At that time I was not doing much that could be called a conventional profession. I ran a virtual museum of erotic art on the internet, and the last company I had worked for had recently gone bankrupt. So I began telling people about the many jobs I had held: photographer, magazine editor, illustrator, designer and, to top it off, a published author.

That is a long answer to repeat to every visitor, and I have always disliked telling the same story again and again. As the evening progressed and everyone became more inebriated, I started looking for a single thread running through my career.

Eventually I realized that nearly every project I had ever worked on was connected, directly or indirectly, to eroticism.

In the end I discovered the shortest possible answer.
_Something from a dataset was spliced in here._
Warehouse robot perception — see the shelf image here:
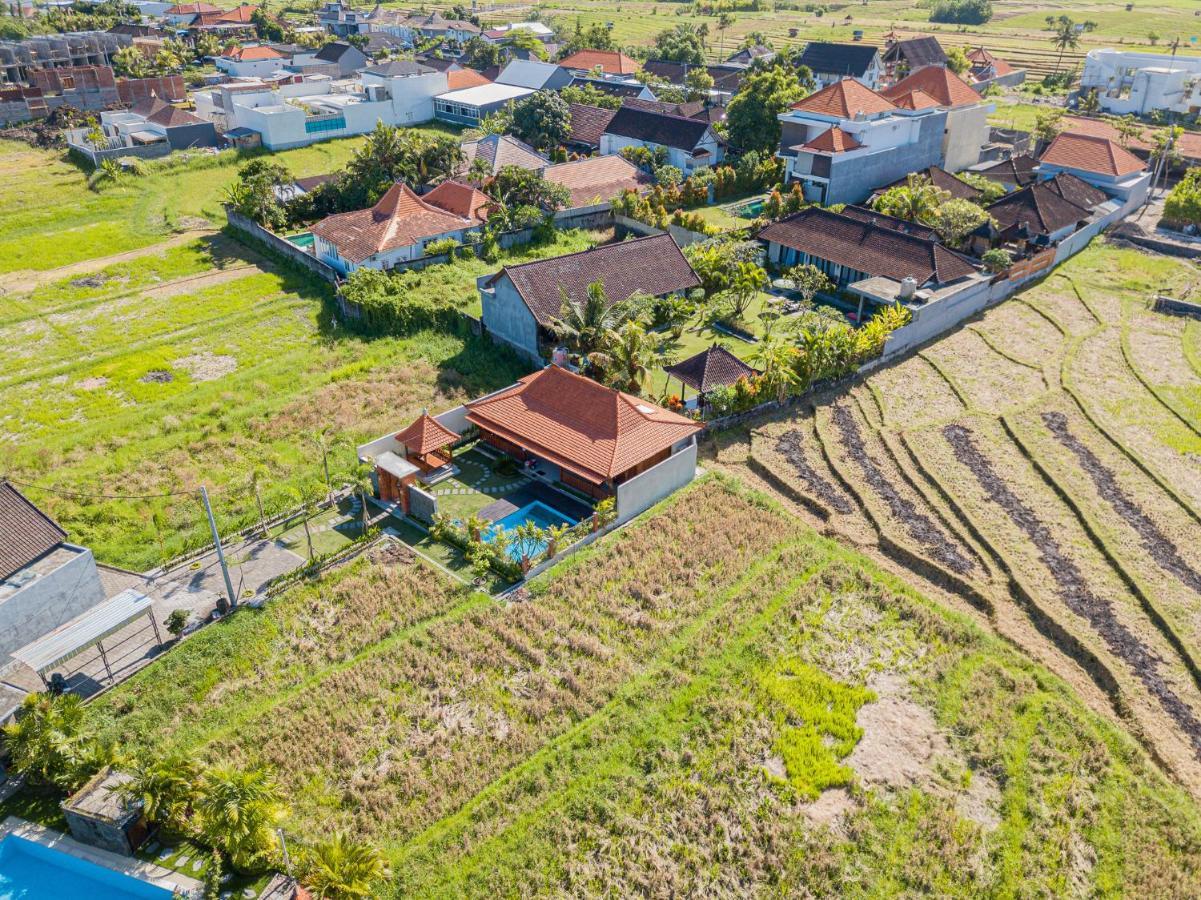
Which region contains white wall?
[617,437,697,524]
Whenever a new guest asked what I did, I simply told them that I was a dirty old man.

The effect was immediate. The remark rarely invited follow-up questions. People laughed, tapped me on the shoulder, toasted to my health, and moved on.

Looking for a Thread

In the weeks that followed, I began looking at my career from a different perspective. It was not so much a retrospective view. Instead, I found myself looking forward in a way that had been unfamiliar to me before.

I decided to combine my interests in psychology, photography and sexuality by starting a project that would document different forms of sexuality through photographic portraits.

I never felt comfortable photographing sexual acts themselves. As a portrait photographer by nature, that was difficult for me. When people asked why, I would jokingly reply that I simply had trouble photographing moving subjects. I liked to add that I might have become a great sports or press photographer if I had ever learned how to photograph movement properly.

Of course, the truth was more complicated than that.

I had never fully understood my own complex sexuality, and because of this I had never managed to sustain a relationship that lasted longer than ten years.

Today it is widely recognized that bisexual people like myself often face additional challenges when trying to build stable relationships. Yet my sexuality was not my greatest difficulty. I also struggled with intimacy, and somehow I convinced myself that the project I was about to begin might help me find answers.

Now, at seventy, I cannot say that the project ever gave me the answers I was looking for, but somewhere along the way a great deal of the pressure quietly disappeared.